Pour les personnes sourdes, la perception du monde se fait principalement par la vue : elles captent les informations visuelles, les traitent dans leur cerveau, puis les expriment avec les mains sous forme de signes (Y. Delaporte, 2002, p. 33). En revanche, pour les personnes entendantes, la perception se fait par l'ouïe : elles reçoivent les informations par les oreilles, les traitent dans le cerveau, et les communiquent par la bouche en utilisant des mots (ibid, p. 34). En résumé, être sourd et être entendant impliquent deux modes de traitement cognitif distincts mais parallèles.
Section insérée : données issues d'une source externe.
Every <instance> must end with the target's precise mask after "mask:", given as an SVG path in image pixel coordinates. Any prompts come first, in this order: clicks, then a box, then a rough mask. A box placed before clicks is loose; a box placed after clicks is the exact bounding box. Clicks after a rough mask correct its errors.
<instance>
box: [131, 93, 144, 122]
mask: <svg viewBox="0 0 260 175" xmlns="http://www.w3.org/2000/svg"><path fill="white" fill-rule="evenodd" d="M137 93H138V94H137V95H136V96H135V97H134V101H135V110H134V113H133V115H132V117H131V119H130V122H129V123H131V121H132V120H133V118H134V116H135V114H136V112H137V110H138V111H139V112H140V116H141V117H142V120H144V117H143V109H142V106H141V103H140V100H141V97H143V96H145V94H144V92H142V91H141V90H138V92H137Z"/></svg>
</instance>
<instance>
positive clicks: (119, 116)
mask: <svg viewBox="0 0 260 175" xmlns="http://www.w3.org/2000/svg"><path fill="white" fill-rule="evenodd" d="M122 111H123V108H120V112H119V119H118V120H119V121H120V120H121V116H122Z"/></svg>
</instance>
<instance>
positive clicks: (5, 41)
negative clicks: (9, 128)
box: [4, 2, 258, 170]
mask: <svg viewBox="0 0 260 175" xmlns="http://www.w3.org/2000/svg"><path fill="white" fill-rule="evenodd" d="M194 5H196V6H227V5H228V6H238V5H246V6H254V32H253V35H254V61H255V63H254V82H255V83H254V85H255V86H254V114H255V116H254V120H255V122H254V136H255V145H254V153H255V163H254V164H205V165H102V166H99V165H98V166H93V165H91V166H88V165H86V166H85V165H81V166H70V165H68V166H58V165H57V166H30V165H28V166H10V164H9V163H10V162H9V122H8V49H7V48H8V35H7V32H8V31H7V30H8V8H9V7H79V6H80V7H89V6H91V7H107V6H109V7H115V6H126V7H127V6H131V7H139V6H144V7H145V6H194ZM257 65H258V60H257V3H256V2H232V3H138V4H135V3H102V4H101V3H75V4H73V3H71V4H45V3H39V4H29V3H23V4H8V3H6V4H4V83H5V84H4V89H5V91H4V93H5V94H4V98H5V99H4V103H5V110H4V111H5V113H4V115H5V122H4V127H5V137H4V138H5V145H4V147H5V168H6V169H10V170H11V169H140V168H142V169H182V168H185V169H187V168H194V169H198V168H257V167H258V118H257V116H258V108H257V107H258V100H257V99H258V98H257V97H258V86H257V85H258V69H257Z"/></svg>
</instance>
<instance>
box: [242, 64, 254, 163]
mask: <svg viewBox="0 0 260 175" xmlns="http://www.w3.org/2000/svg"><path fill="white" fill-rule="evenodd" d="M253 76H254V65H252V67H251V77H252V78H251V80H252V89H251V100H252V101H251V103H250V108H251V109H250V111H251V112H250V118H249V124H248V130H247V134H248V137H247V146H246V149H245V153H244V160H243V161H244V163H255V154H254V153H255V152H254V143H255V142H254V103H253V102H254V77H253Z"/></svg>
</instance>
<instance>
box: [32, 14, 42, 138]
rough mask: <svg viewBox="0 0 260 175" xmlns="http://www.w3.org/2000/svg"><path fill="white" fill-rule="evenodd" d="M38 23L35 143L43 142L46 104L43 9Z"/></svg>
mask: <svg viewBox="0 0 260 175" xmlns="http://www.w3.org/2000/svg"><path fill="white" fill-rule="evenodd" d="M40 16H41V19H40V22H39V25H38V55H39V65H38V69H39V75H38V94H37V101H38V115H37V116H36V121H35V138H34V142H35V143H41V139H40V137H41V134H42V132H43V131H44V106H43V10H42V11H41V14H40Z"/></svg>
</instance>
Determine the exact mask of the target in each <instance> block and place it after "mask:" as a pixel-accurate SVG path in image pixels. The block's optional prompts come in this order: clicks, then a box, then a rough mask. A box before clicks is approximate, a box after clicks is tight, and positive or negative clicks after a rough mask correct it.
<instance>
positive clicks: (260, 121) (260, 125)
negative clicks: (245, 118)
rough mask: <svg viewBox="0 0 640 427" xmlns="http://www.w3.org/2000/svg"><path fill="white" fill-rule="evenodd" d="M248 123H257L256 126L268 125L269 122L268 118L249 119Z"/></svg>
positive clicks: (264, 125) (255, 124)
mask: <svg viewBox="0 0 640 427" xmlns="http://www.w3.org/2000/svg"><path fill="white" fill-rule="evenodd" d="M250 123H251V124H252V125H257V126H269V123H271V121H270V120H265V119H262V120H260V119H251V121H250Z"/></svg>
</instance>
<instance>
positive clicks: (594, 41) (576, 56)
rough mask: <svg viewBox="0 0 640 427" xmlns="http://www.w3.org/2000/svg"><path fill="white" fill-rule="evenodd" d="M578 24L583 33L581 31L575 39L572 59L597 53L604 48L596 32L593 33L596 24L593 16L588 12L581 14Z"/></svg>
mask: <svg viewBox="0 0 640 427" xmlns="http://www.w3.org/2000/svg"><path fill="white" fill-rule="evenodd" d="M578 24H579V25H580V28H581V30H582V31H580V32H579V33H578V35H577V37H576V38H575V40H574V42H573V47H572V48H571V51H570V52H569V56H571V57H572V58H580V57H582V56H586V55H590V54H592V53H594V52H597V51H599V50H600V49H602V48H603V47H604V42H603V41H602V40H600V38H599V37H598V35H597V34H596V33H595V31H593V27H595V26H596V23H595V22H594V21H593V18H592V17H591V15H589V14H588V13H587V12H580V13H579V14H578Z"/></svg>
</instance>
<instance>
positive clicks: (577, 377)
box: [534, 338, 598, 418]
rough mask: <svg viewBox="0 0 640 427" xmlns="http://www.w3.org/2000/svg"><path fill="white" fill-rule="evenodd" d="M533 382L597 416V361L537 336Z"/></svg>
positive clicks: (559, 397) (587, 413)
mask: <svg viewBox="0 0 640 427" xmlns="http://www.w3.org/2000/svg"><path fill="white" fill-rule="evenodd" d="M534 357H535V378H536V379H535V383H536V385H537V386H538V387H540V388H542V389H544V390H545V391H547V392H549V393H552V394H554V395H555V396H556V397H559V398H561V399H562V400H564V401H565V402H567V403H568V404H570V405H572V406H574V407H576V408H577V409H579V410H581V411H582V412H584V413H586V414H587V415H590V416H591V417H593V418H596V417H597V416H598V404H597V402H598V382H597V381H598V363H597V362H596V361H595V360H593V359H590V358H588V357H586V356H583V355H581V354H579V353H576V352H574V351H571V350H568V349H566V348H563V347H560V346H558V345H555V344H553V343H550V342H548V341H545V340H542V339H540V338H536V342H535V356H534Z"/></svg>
Pour les personnes sourdes, la surdité représente une manière de vivre et elles observent deux normes : celle de la surdité et celle de l'audition. Elles sont souvent perplexes face à la vision des entendants qui les perçoivent comme des personnes handicapées vivant dans le silence et méritant de la pitié. En réalité, les sourds ont leur propre langue et ils ne vivent pas dans le silence ; ils ne ressentent pas de manque. Ils se perçoivent comme des individus à part entière et rejettent la pitié et les comportements condescendants. Les traitements de faveur, qu'ils jugent condescendants, les font se sentir comme s'ils étaient considérés comme moins capables (ibid, p. 59). Ils rejettent aussi l'étiquette de personnes handicapées, tout comme ils avaient auparavant rejeté celle d'anormaux. Alors que les entendants comprennent désormais le rejet de l’étiquette d'anormal, ils ont plus de difficulté à comprendre le rejet de l'étiquette de handicapé. Pour les sourds, ces deux étiquettes sont équivalentes : elles sont toutes deux des tentatives de les aligner sur une norme qui n'est pas la leur.
Un autre aspect fondamental de l'identité sourde est la langue des signes. Cette langue est essentielle pour l'existence de la communauté sourde. Un entendant, même s'il maîtrise la langue des signes, ne peut pleinement comprendre l'expérience sourde. Lorsque les premiers interprètes sont apparus, maîtrisant à la fois la langue des signes et la culture sourde, les sourds étaient souvent déroutés par cette situation. Aujourd'hui, bien que ce problème soit moins marqué, les sourds reconnaissent que même les entendants qui parlent la langue des signes ne peuvent jamais complètement saisir l’expérience de vivre dans une communauté sourde, avec ses défis sociaux et ses particularités culturelles.